Smith also made a major contribution in explaining that the visible hand of government is often far from benign. I particularly like a passage in The Theory of Moral Sentiments about the consequences of being governed by ‘the man of system’ – a political leader who is ‘apt to be very wise in his own conceit’. Smith suggests that the ‘man of system’ imagines that ‘he can arrange the different members of a great society with as much ease as the hand arranges the different pieces upon a chess board’. He fails to consider that ‘in the great chess board of human society, every single piece has a principle of motion of its own, altogether different from that which the legislature might chuse to impress upon it’. Smith points out that when the visible hand of government is attempting to regulate the individual members of society, it is likely that ‘the game will go on miserably, and the society must be at all times in the highest degree of disorder’. (See: TMS, VI.ii.2.17).

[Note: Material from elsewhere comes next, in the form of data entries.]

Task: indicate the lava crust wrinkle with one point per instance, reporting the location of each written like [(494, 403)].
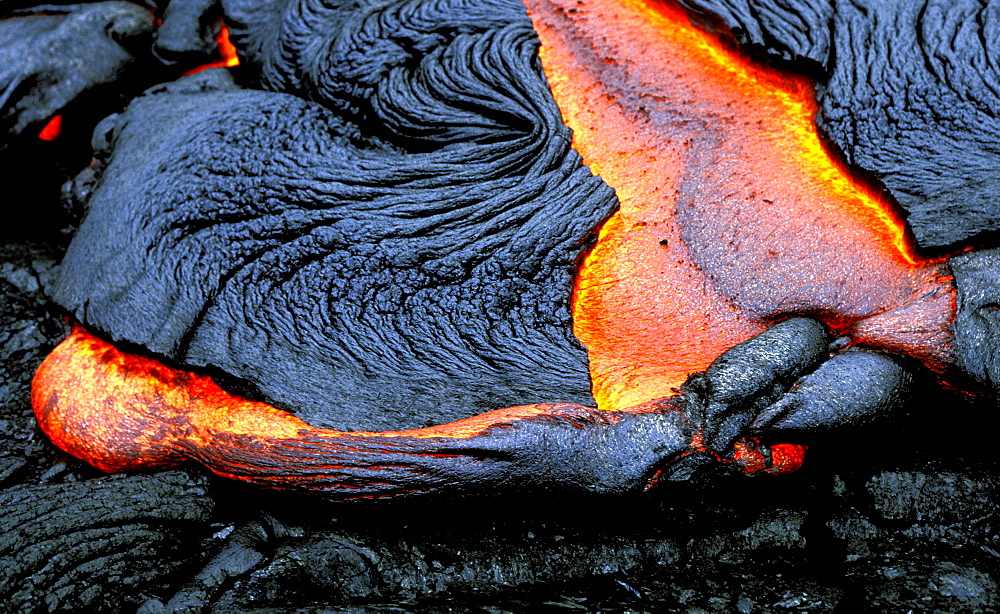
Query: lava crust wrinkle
[(403, 249)]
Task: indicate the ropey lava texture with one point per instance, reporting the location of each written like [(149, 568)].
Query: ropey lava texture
[(390, 242), (401, 271)]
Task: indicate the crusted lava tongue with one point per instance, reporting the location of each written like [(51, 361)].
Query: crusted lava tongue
[(909, 93), (396, 257)]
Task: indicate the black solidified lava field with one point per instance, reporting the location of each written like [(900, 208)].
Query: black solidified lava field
[(904, 518)]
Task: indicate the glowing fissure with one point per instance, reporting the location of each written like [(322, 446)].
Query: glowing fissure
[(732, 216), (225, 50), (732, 212)]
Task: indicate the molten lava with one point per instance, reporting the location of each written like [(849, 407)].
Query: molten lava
[(225, 50), (732, 212), (733, 216), (52, 129)]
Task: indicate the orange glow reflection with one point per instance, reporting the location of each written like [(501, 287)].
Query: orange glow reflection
[(733, 214), (52, 129), (225, 50), (119, 411)]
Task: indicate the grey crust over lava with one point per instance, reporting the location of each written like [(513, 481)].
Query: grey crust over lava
[(908, 90), (394, 252)]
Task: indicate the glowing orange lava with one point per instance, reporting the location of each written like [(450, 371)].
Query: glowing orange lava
[(226, 51), (118, 410), (52, 129), (733, 216), (732, 212)]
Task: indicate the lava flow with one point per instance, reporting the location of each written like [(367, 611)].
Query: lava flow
[(733, 216), (732, 212)]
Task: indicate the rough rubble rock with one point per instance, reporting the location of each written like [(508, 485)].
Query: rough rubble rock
[(908, 91), (49, 59), (836, 537), (187, 34), (97, 545)]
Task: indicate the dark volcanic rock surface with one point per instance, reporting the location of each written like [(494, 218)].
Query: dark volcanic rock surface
[(871, 534), (397, 256), (909, 91)]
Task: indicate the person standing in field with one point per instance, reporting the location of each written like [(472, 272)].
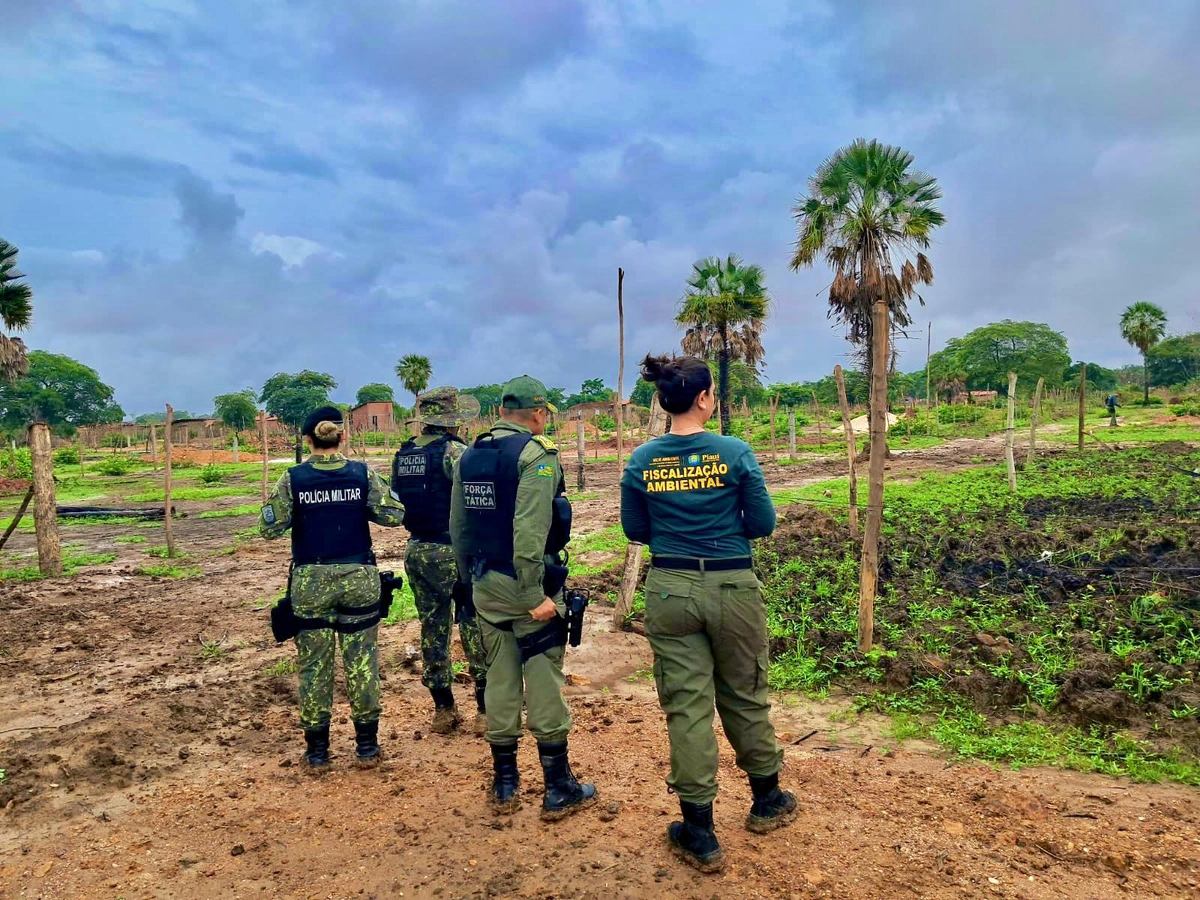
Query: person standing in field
[(328, 503), (697, 499), (421, 478), (509, 520)]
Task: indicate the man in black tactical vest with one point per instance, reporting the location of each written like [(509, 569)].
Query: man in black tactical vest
[(334, 591), (421, 478), (509, 521)]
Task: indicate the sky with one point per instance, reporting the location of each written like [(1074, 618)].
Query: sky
[(207, 193)]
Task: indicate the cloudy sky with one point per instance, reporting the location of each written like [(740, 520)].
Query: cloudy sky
[(205, 193)]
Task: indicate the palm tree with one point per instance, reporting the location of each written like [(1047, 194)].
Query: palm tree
[(867, 214), (414, 373), (1143, 324), (16, 312), (724, 310)]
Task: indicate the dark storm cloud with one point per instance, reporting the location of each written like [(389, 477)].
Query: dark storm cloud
[(463, 179)]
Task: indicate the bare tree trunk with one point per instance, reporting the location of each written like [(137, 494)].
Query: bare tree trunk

I think Smith’s greatest contribution was in promoting the idea that a ‘system of natural liberty’ can establish itself ‘of its own accord’, when the role of government is confined to duties of ‘great importance’ that could not otherwise be performed. We should never lose sight of Smith’s vision of natural liberty:

‘Every man, as long as he does not violate the laws of justice, is left perfectly free to pursue his own interest in his own way, and to bring forth both his industry and capital into competition with those of any other man, or order of men. The sovereign is completely discharged from a duty [for which] no human wisdom or knowledge could ever be sufficient; the duty of superintending the industry of private people, and of directing it towards the employments most suitable to the interest of the society’. (See: WN, IV.ix.51).